In the early 1790s he was stricken deaf by an uncertain disease, and this, combined with the political disorder and uncertainty of the decade, is generally considered to have perpetrated his change in style.

While his “The Sleep of Reason Produces Monsters” was often seen to be a warning and a rallying cry for the forces of Enlightenment in the 18th and 19th centuries, when seen together with the other 80 aquatint prints of which the series consists one is less inclined to see it in such a straightforward manner. Indeed, one is a very selective witness to look at any of these works in isolation. With their titles and depictions the prints seem to be in dialogue with each other in a number of ways, chastising, commenting, ironizing society and each other.
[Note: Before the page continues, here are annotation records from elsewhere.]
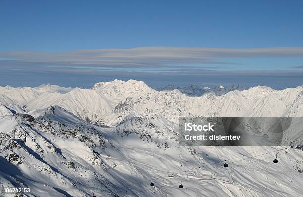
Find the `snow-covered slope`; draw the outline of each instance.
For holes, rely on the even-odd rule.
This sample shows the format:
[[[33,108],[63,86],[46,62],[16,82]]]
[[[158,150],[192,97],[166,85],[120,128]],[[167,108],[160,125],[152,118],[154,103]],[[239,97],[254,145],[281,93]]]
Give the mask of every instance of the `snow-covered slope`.
[[[29,196],[302,194],[302,133],[288,136],[293,148],[191,147],[179,144],[176,123],[180,116],[302,116],[303,86],[233,88],[199,97],[132,80],[90,89],[0,89],[0,183],[30,187]]]
[[[242,91],[246,89],[247,88],[243,87],[238,84],[233,84],[225,87],[220,85],[213,88],[209,88],[207,86],[201,88],[194,84],[190,84],[184,87],[179,87],[169,84],[165,88],[155,88],[155,90],[159,91],[171,91],[174,90],[178,90],[181,93],[192,97],[199,97],[206,93],[212,93],[215,95],[220,96],[233,90],[238,90]]]
[[[38,87],[13,87],[10,86],[0,86],[0,101],[13,104],[17,102],[23,106],[26,102],[38,97],[45,93],[58,92],[65,93],[72,90],[72,88],[64,88],[55,85],[43,84]]]
[[[6,186],[30,187],[30,196],[302,194],[302,151],[284,147],[182,146],[176,141],[175,130],[166,120],[136,114],[116,127],[101,128],[56,106],[36,118],[2,116],[0,180]],[[276,154],[277,165],[272,163]],[[228,159],[228,169],[222,166],[224,159]],[[150,186],[151,179],[154,187]],[[182,190],[178,188],[181,181]]]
Take, for instance, plate 52 “What a Tailor Can Do”, which depicts a frightful, tearful crowd pleading, seemingly worshiping an ominous figure, who is in fact no more than a tree. This would seem in keeping with the Enlightenment condemnation of superstition.

Yet how to account for the shear bulk of such depictions in which a very different kind of irony seems present, indeed, whose uncanny candor invoke the very opposite effect, a feeling that superstition, the ghastly, smiling faces of madness, are in fact the dominant force in the world? Plate 60 “Trials” shows a goat, two cats, a skull and various other implements surrounding a suspended central figure in a state of distress, while a woman smiles on in a most terrible way. The Plate 45 “Little Goblins” plate 63 “Look How Serious They Are”, the vulgar plate 69 “Blow”. There is, surely, a black humour here, irony in frightful eyes and ghastly smiles, but can it be said to be the irony of a force which knows itself as the “Enlightenment”? Indeed, one which recognizes itself to be in fact an ascendant power? At best is it not one madman smirking cruelly at another in the courtyard of a lunatic asylum?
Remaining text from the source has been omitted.